For Jessi Zazu and the songs that help save us

I dated a Virginian once. A preacher’s son — the second I’d pursued; a high percentage for only being 20. Something about their balance — of fire and brimstone, innocence and hunger, optimism to believe in eternal life and pessimism to believe in a father sending his children to hell — that attracts me to them.

Like a tick on a fat dog.

He taught me sayings like that. Sometimes. Insecure about his southern upbringing in a liberal Yankee college town, his accent would mysteriously disappear as soon as we hit the Ohio border. Some Yankees made him feel bad about where he came from. Those Yankees were dicks.

I thought about him as I traveled through Pennsylvania into West Virginia this weekend. There’s enough distance between me and the me who dated him, so my thoughts were happy ones. Appreciative ones. How beautiful it would have been to grow up in the mountains, surrounded by a painting, tucked into trees.

He told me once that his first month in flat Ohio took some mental adjusting. It was jarring, startling even, to be so exposed by the topography. In a field of nothingness, horizons on all sides, how do you protect yourself? The mountains were safekeeping. The mountains were walls, the good kind. The mountains made him less afraid.

I agree. I feel better in places that live vertically. Chicago high rises scraping the sky, like a penny on a lotto ticket. Morgantown’s mountains beaming from on high.

Plus, there’s just more to look at. At our rental this weekend, I stood on the balcony one evening when the air smelled cold but felt soft. I looked out toward the skyline high above to see a hymnal of homes dotting the mountaintop. Who lives up there? What do you think they are doing? Dreaming? Lights twinkle spotty on the mountain side, mimicking the blanket of stars they’re so close to being part of.

When you know — when you can trust — that something’s ahead of you, it’s harder to be afraid.

Jimmy Cliff and Johnny Cash. “The boot the roots the radical” and “this time is not exclusive we want to stop a war.”

I’m not afraid of these songs anymore and the memories of him they send me colliding into. Instead I feel a calm. Now they’re just good songs. Songs I love.

A pleasant reminder that after the pain is gone, there’s always the music. The music that saves us.

***

I first heard “Ain’t Afraid” in February 2014, the best way how: live, standing on a floor like quick sand, sticky with beer and tears and who knows what else.

Those Darlins were playing at Rumba Café, a dark music bar that quietly hosted some of Columbus’ best shows. It was a tight squeeze in there, but always worth the liquor that got spilled on you by a neighbor shoulder-side because you could get so close to the performers. So close that you could see their goosebumps. And at Rumba, you’d always find performers who gave themselves goosebumps. Because they so believed in what they were up there doing.

“Ain’t Afraid” was a song I needed to hear that night. Their lead singer Jessi was a girl I needed to see.

I was heartsick. Justin had recently dumped me and moved two states away. I hadn’t grieved anything from the boy above or the one after that or Justin and was nursing a need to always be nursing a bottle.

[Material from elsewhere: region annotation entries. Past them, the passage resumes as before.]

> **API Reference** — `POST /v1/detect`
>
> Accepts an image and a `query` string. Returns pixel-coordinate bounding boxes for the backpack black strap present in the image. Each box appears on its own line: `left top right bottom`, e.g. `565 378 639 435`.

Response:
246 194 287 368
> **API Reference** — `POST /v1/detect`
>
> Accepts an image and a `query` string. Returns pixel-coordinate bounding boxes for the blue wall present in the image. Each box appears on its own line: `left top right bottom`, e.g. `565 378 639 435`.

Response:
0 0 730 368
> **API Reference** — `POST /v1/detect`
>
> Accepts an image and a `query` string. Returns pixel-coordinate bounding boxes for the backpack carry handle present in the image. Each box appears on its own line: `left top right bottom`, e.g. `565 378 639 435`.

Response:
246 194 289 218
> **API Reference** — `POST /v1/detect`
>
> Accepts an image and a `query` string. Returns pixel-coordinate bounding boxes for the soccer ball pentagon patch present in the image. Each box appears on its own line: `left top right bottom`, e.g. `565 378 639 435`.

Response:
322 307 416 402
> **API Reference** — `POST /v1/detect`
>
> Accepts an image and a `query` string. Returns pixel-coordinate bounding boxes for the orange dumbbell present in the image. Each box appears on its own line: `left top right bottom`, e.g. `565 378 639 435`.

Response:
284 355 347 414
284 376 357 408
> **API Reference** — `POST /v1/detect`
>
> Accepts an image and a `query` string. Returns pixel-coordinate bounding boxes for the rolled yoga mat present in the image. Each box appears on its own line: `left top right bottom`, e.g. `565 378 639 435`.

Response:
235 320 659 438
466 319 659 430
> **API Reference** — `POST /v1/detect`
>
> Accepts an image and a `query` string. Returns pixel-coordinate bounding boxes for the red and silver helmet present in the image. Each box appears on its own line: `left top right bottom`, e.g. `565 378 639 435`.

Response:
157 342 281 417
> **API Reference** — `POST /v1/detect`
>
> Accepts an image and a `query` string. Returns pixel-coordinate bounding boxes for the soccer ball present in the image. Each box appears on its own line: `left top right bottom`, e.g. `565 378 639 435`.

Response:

That winter was one where I was mentally preparing myself for a spring where I knew some things would need to change inside me. I just wasn’t ready yet. I was afraid.

But Jessi wasn’t.

Jessi Zazu at Rumba Cafe, February 2014.

At least not on stage. I was immediately drawn to her slink. Cool rock star prowl with pussy power. Then she sang and I was officially hers. She growled with a achy rawness that had dirt on its hem. The kind that can only come from living something real.

Turns out it was so real. Too real. She died from cervical cancer last week. She was only 28 years old.

After seeing her that night, “Ain’t Afraid” became my secret anthem for a little while. I loved that she croaked out the “I” and not one of the other words. It made me feel her fear of and power in herself, both coming from the same source of power, both with a chance to win until she chose strength. Behind that long, multi-noted “iiiiii” were many long, lonely nights figuring out who that “I” was — because survival wasn’t possible without it.

I needed to face those nights. And I did. I grew out of the song by spring—probably to a more confident anthem, something that dug in its tires less and mostly just cheered me on. My cuts were scarring over and I couldn’t connect with the pain in that chorus anymore, didn’t need it’s brute resolve.

But that line. That line! “I ain’t afraid anymore” still pops into my head sometimes. “Keep going,” it says. “This is your fucking life,” it says. “You choose.”

That’s a piece of Jessi’s voice in me, joined by a choir of the singers and songwriters who have all budged me a step forward. I could only dream of making something so meaningful in 28 years.

I wish I could tell her thank you for the song, for that voice, for being fearlessly, unfuckably herself.